The Washington Post | America is at war with itself. Making peace won’t be peaceful.

One of the most remarkable stories from World War I is the spontaneous Christmas Eve cease-fire of 1914.

Huddled in their trenches on a bitter December day, Allied soldiers noticed something strange happening on the other side of the Western Front. They heard the familiar tune of “Silent Night,” but in German. At first cautious, they responded with an English chorus of “The First Noel.”

“How could we resist wishing each other a Merry Christmas, even though we might be at each other’s throats immediately after?” wrote Private Frederick Heath in a letter home.

In pockets along the front, soldiers from opposing armies greeted one another and exchanged chocolates and cigarettes as gifts. There are even accounts of soccer matches played in no man’s land — the most famous of which the Germans claim to have won 3-2.

“Blood and peace, enmity and fraternity — war’s most amazing paradox,” scrawled the British private. “The night wore on to dawn — a night made easier by songs from the German trenches, the pipings of piccolos and from our broad lines laughter and Christmas carols. Not a shot was fired.”
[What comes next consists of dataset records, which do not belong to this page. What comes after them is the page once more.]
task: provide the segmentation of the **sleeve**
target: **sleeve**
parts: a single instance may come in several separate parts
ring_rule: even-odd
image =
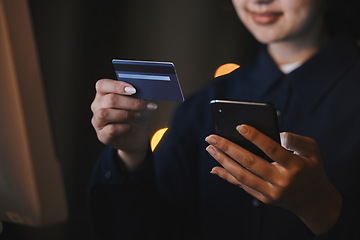
[[[116,150],[107,147],[93,170],[88,190],[95,237],[152,239],[155,198],[151,152],[136,172],[128,174]]]

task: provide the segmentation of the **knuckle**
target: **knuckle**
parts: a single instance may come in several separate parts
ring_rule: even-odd
[[[247,178],[246,178],[245,174],[242,174],[240,171],[236,171],[236,172],[234,173],[234,177],[235,177],[240,183],[246,184]]]
[[[268,144],[264,151],[268,156],[276,156],[280,148],[276,144]]]
[[[95,113],[95,117],[99,122],[104,122],[108,117],[108,111],[105,108],[101,108]]]
[[[110,108],[114,108],[117,102],[117,95],[116,94],[108,94],[107,95],[107,106]]]

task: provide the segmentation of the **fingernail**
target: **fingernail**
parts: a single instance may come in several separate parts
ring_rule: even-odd
[[[211,136],[208,136],[205,138],[205,141],[208,142],[211,145],[216,145],[217,144],[217,140]]]
[[[129,94],[136,93],[136,89],[133,88],[133,87],[125,87],[124,90],[125,90],[126,93],[129,93]]]
[[[248,132],[247,127],[245,127],[244,125],[237,126],[236,130],[238,130],[242,135],[245,135]]]
[[[146,105],[146,108],[147,108],[148,110],[156,110],[156,109],[157,109],[157,104],[156,104],[156,103],[148,103],[148,104]]]
[[[208,153],[210,153],[210,155],[212,155],[212,156],[214,156],[216,154],[216,151],[213,146],[208,146],[206,148],[206,151],[208,151]]]

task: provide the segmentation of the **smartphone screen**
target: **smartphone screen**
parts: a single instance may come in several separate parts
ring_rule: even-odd
[[[215,131],[219,136],[272,161],[236,130],[238,125],[247,124],[280,143],[277,111],[271,103],[212,100],[210,107]]]

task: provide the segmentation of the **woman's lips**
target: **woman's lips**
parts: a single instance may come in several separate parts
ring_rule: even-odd
[[[250,12],[255,23],[260,25],[268,25],[276,22],[282,15],[280,12]]]

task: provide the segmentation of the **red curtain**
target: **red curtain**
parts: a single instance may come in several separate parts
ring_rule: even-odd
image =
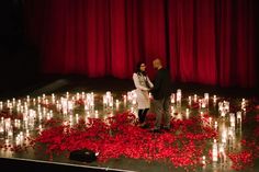
[[[257,84],[256,0],[25,0],[42,72],[131,78],[160,57],[172,80]]]

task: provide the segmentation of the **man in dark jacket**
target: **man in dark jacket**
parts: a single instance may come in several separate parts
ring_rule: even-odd
[[[154,68],[157,70],[154,80],[154,88],[150,90],[154,98],[154,111],[156,113],[154,133],[160,133],[161,121],[164,115],[164,129],[170,129],[170,95],[171,95],[171,79],[167,69],[162,67],[159,58],[153,61]]]

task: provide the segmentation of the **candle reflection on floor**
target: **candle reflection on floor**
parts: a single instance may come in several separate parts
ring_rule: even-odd
[[[248,101],[243,99],[240,108],[237,112],[230,112],[230,102],[218,101],[219,99],[216,95],[210,98],[209,93],[204,93],[204,98],[194,94],[193,99],[191,95],[184,99],[182,98],[182,91],[178,89],[177,93],[171,94],[170,99],[171,116],[174,119],[189,119],[191,116],[200,115],[204,122],[203,125],[209,125],[218,131],[218,138],[211,141],[211,161],[213,165],[224,164],[224,167],[229,167],[232,162],[227,158],[226,151],[241,150],[241,122]],[[211,104],[211,101],[213,104]],[[184,104],[185,102],[187,104]],[[198,108],[192,110],[192,105],[196,103]],[[216,105],[218,107],[217,114],[210,115],[205,121],[205,114],[210,114],[211,108],[215,108]],[[82,110],[78,110],[81,106]],[[7,113],[10,116],[14,113],[15,116],[13,115],[12,118],[10,116],[1,117],[0,138],[1,144],[5,146],[4,154],[10,151],[10,149],[7,149],[9,147],[27,145],[26,138],[42,133],[44,130],[42,123],[56,116],[63,116],[66,126],[78,124],[81,116],[85,116],[86,123],[88,123],[89,117],[106,118],[117,112],[125,111],[130,111],[137,116],[136,93],[134,91],[116,99],[114,99],[111,91],[103,95],[93,92],[77,92],[75,94],[66,92],[65,95],[52,93],[50,95],[43,94],[37,99],[27,95],[23,100],[12,99],[12,101],[0,102],[0,111],[5,112],[5,110],[8,110]],[[3,148],[1,151],[3,151]],[[209,159],[210,157],[202,157],[204,167],[207,165]]]

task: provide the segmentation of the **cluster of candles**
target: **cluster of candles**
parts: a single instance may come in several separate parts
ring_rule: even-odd
[[[54,115],[63,115],[65,125],[74,125],[74,122],[78,123],[79,117],[81,116],[74,113],[75,108],[78,106],[77,101],[82,103],[81,105],[85,110],[86,121],[89,117],[99,118],[99,111],[102,111],[103,115],[105,115],[106,110],[113,112],[120,108],[120,100],[114,101],[111,91],[108,91],[102,95],[102,103],[98,102],[101,104],[101,107],[95,105],[94,98],[95,94],[93,92],[76,94],[67,92],[65,95],[59,96],[59,99],[56,98],[55,94],[49,96],[43,94],[42,96],[37,96],[37,99],[31,99],[27,95],[24,100],[16,101],[15,99],[12,99],[12,101],[8,100],[7,102],[0,102],[0,112],[8,110],[9,114],[13,115],[12,119],[11,117],[1,117],[0,137],[5,140],[5,145],[23,145],[25,138],[29,137],[32,131],[42,131],[44,129],[42,123],[46,119],[50,119]],[[135,91],[127,92],[122,99],[124,104],[123,108],[130,108],[133,113],[136,112],[137,94]],[[215,105],[218,105],[218,114],[221,116],[217,121],[212,117],[209,118],[209,125],[219,131],[218,140],[214,139],[212,144],[212,160],[213,162],[217,162],[219,158],[221,161],[225,161],[225,149],[234,147],[236,129],[239,128],[239,130],[241,130],[241,118],[243,114],[246,112],[247,101],[245,99],[241,100],[240,111],[236,113],[229,112],[229,102],[217,102],[216,95],[210,98],[209,93],[204,93],[203,98],[199,98],[196,94],[193,96],[190,95],[188,96],[187,102],[189,106],[193,103],[198,104],[199,112],[202,115],[204,110],[209,111],[210,99],[212,99],[214,107]],[[182,91],[180,89],[171,94],[170,103],[171,114],[174,115],[174,113],[178,113],[178,116],[179,114],[181,116]],[[52,108],[49,108],[49,106]],[[100,110],[97,107],[100,107]],[[21,117],[15,118],[15,114],[20,114]],[[187,107],[184,114],[185,117],[189,118],[191,114],[190,108]],[[214,126],[212,123],[213,121]],[[205,156],[203,156],[202,163],[205,164]]]
[[[171,115],[173,116],[176,113],[178,114],[178,119],[182,118],[181,113],[181,90],[178,89],[177,93],[172,93],[170,96],[171,102]],[[226,153],[225,150],[234,149],[235,147],[235,140],[236,140],[236,134],[237,131],[241,133],[241,119],[243,114],[246,112],[247,101],[245,99],[241,100],[241,106],[240,111],[234,113],[229,111],[229,102],[223,101],[218,102],[217,96],[213,95],[212,98],[213,107],[215,108],[216,105],[218,105],[218,114],[222,118],[213,119],[212,117],[209,117],[209,125],[212,126],[212,122],[214,121],[214,127],[216,130],[219,131],[219,138],[214,139],[212,144],[212,161],[213,162],[225,162],[226,161]],[[199,103],[199,112],[201,116],[203,116],[203,113],[209,111],[210,108],[210,95],[209,93],[204,93],[204,98],[199,98],[196,94],[193,96],[188,96],[188,105],[191,106],[193,103]],[[179,108],[180,107],[180,108]],[[185,108],[185,117],[189,118],[190,110]],[[221,121],[219,121],[221,119]],[[238,129],[238,130],[237,130]],[[205,156],[202,157],[202,163],[205,164]]]

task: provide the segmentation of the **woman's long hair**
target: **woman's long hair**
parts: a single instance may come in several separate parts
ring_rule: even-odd
[[[140,70],[140,66],[142,66],[143,64],[146,65],[144,61],[137,62],[135,72],[136,72],[137,74],[146,76],[146,74],[147,74],[146,71],[142,71],[142,70]]]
One hundred years later, it seems we need a similar moment in America, when we can step out of our trenches and seek peace with one another.

As an evangelical pastor, I’m painfully aware of how our differences can lead us to misunderstand, resent and hurt one another. We win arguments but lose relationships. We make more enemies than friends. Sometimes, it seems like we fight simply because that’s the only thing we’ve ever done.

Solomon, in Ecclesiastes, wrote that there’s “a time for war and a time for peace.” Could we make our current time of war into a time for peace?

Jesus said, “Blessed are the peacemakers, for they will be called children of God.” Every Christian in America is called to be a peacemaker among the ideological, racial, cultural and religious divisions of our day. But we must be well aware that peacemaking is anything but peaceful.

Peacemaking — or peace manufacturing, as I call it — requires you walk straight into the line of fire and expose yourself to risk of injury from both your enemies and your friends. It demands you love those who won’t love you back, speak blessings on those who curse you and give freely to those who don’t deserve mercy.

Peace manufacturing is a call to love everyone, everyday, like you’ve never been hurt.

Sometimes, peace comes at the expense of those who broker it. Jesus taught us as much by dying on a cross for the people who put him on it.

As his follower, I must be willing to take the risk and follow Jesus into no man’s land. Because if there’s one place he’s for sure in our embattled America today, it’s in the gap between our trenches.

Jentezen Franklin is senior pastor of Free Chapel and author of the forthcoming “Love Like You’ve Never Been Hurt.”